There has been much discussion over the effectiveness of the technique, which involves pouring water over a cloth covering a person's face, leading them to believe they are drowning.
CIA Director Michael Hayden told Congress in 2008 that three people, Abd al-Rahim al-Nashiri, Khalid Sheikh Mohammed and Abu Zubaydah were waterboarded after the 9/11 attacks. He noted that circumstances following the attacks on New York and Washington were "different," and "there was the belief that additional catastrophic attacks against the homeland were inevitable. And we had limited knowledge about Al-Qaeda and its workings. Those two realities have changed."
The methods created significant rifts between the FBI and the CIA, something that was detailed by the Justice Department's inspector general in a 437-page review published in 2008.

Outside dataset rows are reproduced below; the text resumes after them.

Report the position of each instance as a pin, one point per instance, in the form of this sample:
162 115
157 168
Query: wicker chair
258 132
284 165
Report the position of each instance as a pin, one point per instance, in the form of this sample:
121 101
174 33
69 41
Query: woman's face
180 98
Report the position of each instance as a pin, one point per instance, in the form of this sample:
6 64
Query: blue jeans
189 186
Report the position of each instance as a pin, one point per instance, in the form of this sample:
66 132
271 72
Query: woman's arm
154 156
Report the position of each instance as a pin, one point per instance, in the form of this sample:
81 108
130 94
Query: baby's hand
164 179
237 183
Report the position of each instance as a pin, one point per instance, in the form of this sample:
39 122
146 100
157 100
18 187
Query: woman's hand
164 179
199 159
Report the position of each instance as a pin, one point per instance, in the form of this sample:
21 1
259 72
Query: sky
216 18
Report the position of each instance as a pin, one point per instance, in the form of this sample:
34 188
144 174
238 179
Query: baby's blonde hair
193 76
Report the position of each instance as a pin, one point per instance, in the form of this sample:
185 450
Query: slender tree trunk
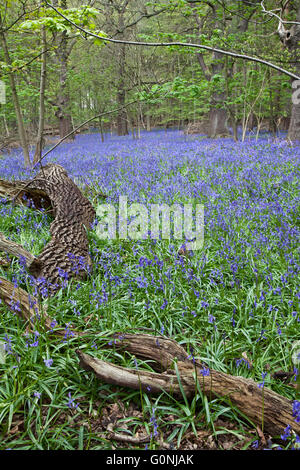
122 124
294 127
19 116
39 141
291 39
218 114
63 53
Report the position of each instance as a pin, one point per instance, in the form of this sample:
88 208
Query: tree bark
67 253
19 116
39 141
122 124
63 112
291 39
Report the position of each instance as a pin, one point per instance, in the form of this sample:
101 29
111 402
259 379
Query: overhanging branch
181 44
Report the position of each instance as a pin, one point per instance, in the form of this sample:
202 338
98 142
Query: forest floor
233 304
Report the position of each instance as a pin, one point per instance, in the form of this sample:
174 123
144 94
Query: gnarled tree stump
67 253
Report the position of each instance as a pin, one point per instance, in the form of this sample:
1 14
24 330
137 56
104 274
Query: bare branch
181 44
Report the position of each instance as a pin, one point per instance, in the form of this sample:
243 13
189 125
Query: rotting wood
72 214
261 405
67 253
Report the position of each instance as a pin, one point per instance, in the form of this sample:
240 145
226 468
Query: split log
261 405
19 192
30 309
67 253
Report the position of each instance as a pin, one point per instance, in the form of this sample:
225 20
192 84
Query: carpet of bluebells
234 304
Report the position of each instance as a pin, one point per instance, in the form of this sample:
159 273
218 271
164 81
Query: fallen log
262 406
67 253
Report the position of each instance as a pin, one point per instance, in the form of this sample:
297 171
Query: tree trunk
122 124
291 39
39 140
20 122
63 113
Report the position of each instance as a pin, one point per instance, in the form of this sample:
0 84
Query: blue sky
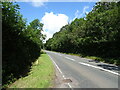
54 15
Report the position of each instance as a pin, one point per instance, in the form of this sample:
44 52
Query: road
76 72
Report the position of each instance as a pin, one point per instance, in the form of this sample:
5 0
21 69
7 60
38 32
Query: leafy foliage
21 43
98 34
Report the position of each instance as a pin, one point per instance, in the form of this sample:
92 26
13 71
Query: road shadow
109 67
96 61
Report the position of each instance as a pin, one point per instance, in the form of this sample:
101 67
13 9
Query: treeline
21 43
97 34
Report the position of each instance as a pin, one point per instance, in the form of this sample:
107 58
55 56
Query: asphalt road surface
76 72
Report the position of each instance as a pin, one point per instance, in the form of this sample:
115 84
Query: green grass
40 76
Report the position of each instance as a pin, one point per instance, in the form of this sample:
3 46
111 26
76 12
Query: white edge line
69 85
100 68
60 71
70 58
56 65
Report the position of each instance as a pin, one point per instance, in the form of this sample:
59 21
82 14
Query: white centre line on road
59 70
99 68
70 58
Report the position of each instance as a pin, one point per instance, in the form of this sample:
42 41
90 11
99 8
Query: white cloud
37 3
53 22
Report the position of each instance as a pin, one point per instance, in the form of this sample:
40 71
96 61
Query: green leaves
96 34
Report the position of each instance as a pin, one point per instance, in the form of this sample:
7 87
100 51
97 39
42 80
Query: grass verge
40 76
115 61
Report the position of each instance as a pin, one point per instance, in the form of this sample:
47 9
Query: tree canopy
97 34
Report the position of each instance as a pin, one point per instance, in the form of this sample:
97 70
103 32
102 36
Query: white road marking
69 85
60 71
59 55
70 58
56 65
99 68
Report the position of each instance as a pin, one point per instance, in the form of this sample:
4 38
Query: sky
54 15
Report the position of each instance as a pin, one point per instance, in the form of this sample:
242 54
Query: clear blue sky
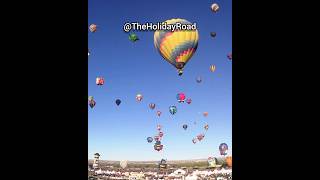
120 132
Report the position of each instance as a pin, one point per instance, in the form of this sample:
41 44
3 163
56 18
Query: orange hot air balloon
229 161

Among its findings: that after FBI agents were "confronted with interrogators from other agencies who used more aggressive techniques than the techniques that the FBI had successfully employed for many years, the FBI decided that it would not participate in joint interrogations of detainees with other agencies in which techniques not allowed by the FBI were used."

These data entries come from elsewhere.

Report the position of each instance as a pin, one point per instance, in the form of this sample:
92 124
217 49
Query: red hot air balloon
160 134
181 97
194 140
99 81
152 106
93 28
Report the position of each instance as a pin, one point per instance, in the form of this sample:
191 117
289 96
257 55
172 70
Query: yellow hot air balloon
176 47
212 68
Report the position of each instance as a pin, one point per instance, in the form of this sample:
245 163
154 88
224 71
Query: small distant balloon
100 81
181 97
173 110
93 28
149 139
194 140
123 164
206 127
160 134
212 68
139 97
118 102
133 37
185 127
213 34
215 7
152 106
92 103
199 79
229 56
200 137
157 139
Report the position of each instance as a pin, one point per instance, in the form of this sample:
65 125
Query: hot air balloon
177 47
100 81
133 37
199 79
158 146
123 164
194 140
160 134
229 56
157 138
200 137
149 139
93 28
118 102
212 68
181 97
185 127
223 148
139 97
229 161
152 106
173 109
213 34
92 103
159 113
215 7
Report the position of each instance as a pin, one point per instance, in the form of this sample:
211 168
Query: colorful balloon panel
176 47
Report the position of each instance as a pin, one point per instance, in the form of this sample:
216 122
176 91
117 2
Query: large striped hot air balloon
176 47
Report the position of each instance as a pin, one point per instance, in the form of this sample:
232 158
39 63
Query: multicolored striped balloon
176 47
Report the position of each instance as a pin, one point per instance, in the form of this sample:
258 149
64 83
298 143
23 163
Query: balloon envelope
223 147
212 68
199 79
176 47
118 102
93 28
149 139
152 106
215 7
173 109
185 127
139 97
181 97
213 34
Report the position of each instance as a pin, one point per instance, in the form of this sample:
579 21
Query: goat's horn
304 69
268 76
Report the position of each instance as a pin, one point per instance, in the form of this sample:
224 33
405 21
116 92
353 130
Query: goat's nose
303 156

The agencies disagreed over Abu Zubaydah's treatment, and the FBI agents involved in Abu Zubaydah's questioning soon returned to the U.S. In its report the Justice Department noted that it had requested to interview Abu Zubaydah. The Department of Defense agreed, but the CIA denied them access.
In 2005, the CIA destroyed 92 video recordings of interrogations of two people, Abu Zubaydah and Nashiri. Earlier this year the CIA officer directly involved in the tapes' destruction was promoted to a senior position within the service. The Justice Department investigated the matter, but no officers have been charged.

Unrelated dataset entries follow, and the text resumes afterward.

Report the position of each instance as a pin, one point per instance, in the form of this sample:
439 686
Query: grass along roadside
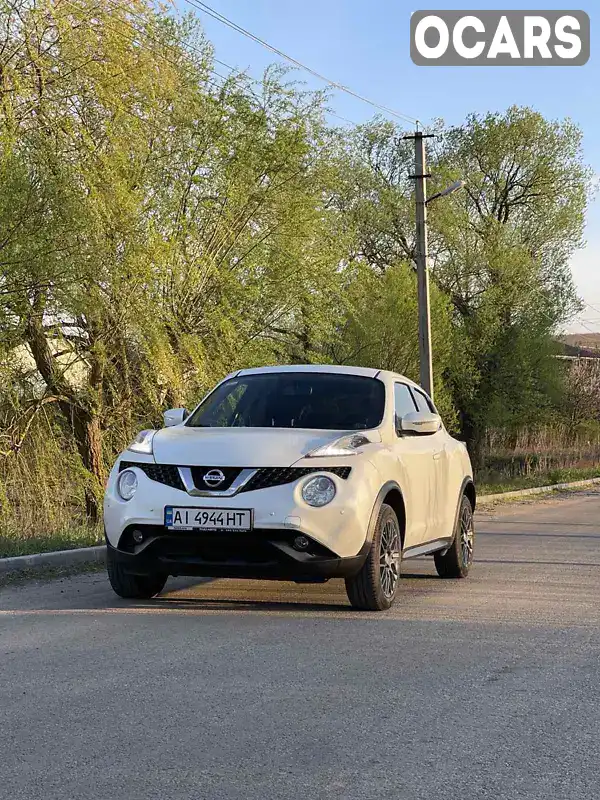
499 484
15 543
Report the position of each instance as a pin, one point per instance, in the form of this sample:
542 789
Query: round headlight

At least one agent involved with Abu Zubaydah is now behind bars. John C. Kiriakou, a former CIA operative was sentenced to 30 months in federal prison for disclosing the identity of an undercover agent to a reporter. Kiriakou told multiple media outlets in 2007 the circumstances of Abu Zubaydah's capture in Pakistan, and more importantly, claimed "30, 35 seconds" of waterboarding had been enough to get Abu Zubaydah to talk.
Kiriakou said later that he'd not been present during the interrogation and had obtained the information from field reports.
At the same time, the majority of the reporting about Abu Zubaydah and his worth conflicted wildly with at least one account: Ron Suskind and his 2006 book "The One Percent Doctrine" described in detail Abu Zubaydah’s diaries, particularly his inclination to address his 30-year-old self in the third person. In the diaries, Abu Zubaydah directs his words to Hani 2 (his childhood nickname was Hani). Suskind quotes top Al-Qaeda analyst for the FBI at the time, Dan Coleman, as telling a senior bureau official "This guy is insane, certifiable, split personality."
"Zubaydah was a logistics man, a fixer, mostly for a niggling array of personal items,” Suskind writes. "Like the guy you call who handles the company health plan, or benefits, or the people in human resources. There was almost nothing "operational" in his portfolio. That was handled by the management team. He wasn't one of them."
At his combatant status review tribunal hearing in March 2007, Abu Zubaydah asked for his diaries back. "Another form of torture was when they wouldn't give me my diary, which caused me to have nearly 40 seizures," he said, adding that his diaries "can refute accusations against me and it can show that I am personally against the sort of acts that were committed."
He repeated past assertions that he was not affiliated with Osama bin Laden and Al-Qaeda, insisting that he was in charge of Khaldan Camp, which was later closed by the Taliban in Afghanistan because bin Laden didn't want any rivals. Yet even as he protested any connection and declared his distance from bin Laden before the tribunal, Abu Zubaydah did not condemn the 9/11 attacks or his association with Al-Qaeda before he was captured.